Snappy Snips of Marnie

Strutt: Certainly I can describe her. Five feet five, 110 pounds, size 8 dress, blue eyes, black, wavy hair, even features, good teeth-

Police Officer: And she was in your employ four months?

Strutt: Yes.

 

Marnie: Oh, Forio, if you want to bite somebody, bite me!

 

Marnie: I learned a great deal from my husband... even something about computers.

 

Ward: Now, why are we taking on someone without the proper references?

Mark: Let's just say I'm an interested spectator in the passing parade.

Ward: I don't get it.

Mark: You're not supposed to get it.

 

Mark: The Atlantic City track is open until the end of the month. We could drive out there next Saturday.

Marnie: Are you fond of horses?

Mark: No, not at all.

 

Mark: Oh, yes, people. Thoroughly bad lot.

 

Man at the Track: I thought I recognized this young lady.

Mark: Did he recognize you?

Marnie: No.

Mark: You did not recognize her.

 

Mark: Nothing ever happens to a family that traditionally marries at least one heiress every generation.

 

Mark: I take my tea strong, with a dash of rum. Spinster's tea.

Mr. Rutland: Mucking up tea with strong drink, something sneaky about it, eh?

 

Lil: How do you take your tea, Mrs. Taylor?

Marnie: Usually with a cup of hot water and a tea bag.

 

Mark: Oh, Mrs. Taylor died. Pity.

 

Marnie: You talk as if this was some kind of regular thing I do! Did!

 

Mark: We've established that you're a thief and a liar. Now, what is the degree?

 

Marnie: Mark, I'd like to go freshen up a little.

Mark: You're fresh enough.

 

Marnie: You're crazy, you're out of your mind!

Mark: It's a possibility.

 

Marnie: I'm just something you've caught. You think I'm some kind of animal you've trapped!

Mark: That's right, you are. And I've caught something really wild this time, haven't I! I've tracked you and caught you and by God I'm going to keep you!

 

Mark: Take care, Lil. We'll send you a noble savage. And thank you, Dr. Gelliot. Without you, it wouldn't have been- er- legal.

 

Cousin Bob: I know most people find Mark's humor charming. I do not.

 

Mark: I promise I won't touch you. Just get out of that damn corner.

 

Mark: Is this your own little way of telling me you don't find me particularly attractive?

 

Marnie: Oh, men!
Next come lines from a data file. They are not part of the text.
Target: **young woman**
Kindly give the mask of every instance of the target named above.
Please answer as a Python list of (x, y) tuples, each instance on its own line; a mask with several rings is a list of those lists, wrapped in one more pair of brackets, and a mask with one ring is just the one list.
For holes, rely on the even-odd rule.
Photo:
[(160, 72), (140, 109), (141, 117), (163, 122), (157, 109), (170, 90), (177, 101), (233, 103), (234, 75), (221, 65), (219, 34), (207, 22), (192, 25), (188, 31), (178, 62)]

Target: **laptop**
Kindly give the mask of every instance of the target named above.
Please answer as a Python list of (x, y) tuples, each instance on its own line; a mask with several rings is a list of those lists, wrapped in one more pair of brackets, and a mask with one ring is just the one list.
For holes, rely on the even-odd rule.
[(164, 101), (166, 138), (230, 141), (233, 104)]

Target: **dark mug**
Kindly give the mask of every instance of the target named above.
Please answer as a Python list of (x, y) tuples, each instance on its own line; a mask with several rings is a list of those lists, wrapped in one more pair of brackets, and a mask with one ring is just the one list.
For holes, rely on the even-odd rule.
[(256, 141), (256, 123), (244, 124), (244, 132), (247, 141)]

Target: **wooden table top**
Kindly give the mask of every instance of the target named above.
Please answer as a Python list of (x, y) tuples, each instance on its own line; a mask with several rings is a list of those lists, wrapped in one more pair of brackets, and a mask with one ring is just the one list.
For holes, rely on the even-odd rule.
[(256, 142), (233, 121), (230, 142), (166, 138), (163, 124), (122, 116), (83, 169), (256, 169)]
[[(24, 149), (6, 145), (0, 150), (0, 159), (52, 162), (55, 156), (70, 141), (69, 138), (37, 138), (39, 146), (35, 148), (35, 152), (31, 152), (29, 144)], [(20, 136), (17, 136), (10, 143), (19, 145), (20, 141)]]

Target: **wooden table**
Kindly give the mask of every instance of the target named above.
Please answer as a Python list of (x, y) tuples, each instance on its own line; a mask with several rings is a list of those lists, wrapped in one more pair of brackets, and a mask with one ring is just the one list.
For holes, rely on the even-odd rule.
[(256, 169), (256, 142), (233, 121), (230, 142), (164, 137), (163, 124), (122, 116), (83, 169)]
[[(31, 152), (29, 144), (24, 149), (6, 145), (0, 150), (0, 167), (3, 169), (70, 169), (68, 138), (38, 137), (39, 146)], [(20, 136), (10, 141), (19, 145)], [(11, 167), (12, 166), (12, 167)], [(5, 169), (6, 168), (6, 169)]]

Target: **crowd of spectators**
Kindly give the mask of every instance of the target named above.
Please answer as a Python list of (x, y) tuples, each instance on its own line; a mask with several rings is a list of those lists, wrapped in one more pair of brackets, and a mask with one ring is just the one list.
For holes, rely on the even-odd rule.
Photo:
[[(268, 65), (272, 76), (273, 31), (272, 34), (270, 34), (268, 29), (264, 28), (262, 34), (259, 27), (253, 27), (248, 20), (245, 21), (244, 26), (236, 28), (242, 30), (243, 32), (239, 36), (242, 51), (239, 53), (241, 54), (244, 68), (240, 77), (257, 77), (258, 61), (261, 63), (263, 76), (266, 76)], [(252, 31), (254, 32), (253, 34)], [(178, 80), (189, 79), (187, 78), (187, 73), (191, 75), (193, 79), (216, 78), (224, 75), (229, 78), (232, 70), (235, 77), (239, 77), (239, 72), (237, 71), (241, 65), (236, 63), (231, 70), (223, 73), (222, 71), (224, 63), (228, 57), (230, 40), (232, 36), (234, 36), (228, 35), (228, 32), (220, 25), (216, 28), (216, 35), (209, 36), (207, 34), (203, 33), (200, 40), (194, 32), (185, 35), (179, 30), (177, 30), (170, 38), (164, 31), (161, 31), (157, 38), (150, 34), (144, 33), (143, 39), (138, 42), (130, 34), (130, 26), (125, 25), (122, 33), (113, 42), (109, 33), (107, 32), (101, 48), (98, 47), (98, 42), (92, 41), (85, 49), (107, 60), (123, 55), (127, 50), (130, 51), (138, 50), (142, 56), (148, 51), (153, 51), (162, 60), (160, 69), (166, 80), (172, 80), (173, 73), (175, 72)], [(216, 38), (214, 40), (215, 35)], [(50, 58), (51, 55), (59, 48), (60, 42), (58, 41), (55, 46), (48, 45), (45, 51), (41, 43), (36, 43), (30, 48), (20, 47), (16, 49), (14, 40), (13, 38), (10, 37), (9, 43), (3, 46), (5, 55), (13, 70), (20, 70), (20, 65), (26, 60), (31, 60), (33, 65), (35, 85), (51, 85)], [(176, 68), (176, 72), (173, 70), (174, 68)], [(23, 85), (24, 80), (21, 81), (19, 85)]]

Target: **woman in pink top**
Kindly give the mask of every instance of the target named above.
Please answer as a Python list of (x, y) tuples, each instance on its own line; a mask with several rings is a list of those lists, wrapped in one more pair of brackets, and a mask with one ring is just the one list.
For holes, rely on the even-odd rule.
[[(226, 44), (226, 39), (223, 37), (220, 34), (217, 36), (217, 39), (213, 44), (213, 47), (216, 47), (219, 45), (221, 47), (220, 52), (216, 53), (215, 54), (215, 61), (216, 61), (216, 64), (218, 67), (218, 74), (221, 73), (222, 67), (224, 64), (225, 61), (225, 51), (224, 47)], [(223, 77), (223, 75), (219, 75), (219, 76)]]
You say "no, thanks" to one of them and you're a candidate for the funny farm!

 

Marnie: What do you mean, what will I do with myself? I had of course assumed I would become a society hostess.

 

Marnie: The idea was to kill myself, not feed the damn fish.

 

Marnie: Yes, I am still a little hoarse.

 

Mark: We should have made you go to college or- come out, or something.

Lil: I was waiting for you. I'm queer for liars.

 

Marnie: Men are filthy pigs. In case you didn't recognize it, that was a rejection.

 

Marnie: Talk about dreamworlds! You've got a pathological fix on a woman who is not only an admitted criminal but who screams if you come near her!

Mark: I never said I was perfect.

 

Marnie: Oh, doctor, I bet you're just dying to free-associate!

 

Marnie: You'll have me up on my poor paralyzed legs by the very next scene.

 

Marnie: Of course, I'm a cheat and a liar and a thief, but I am decent.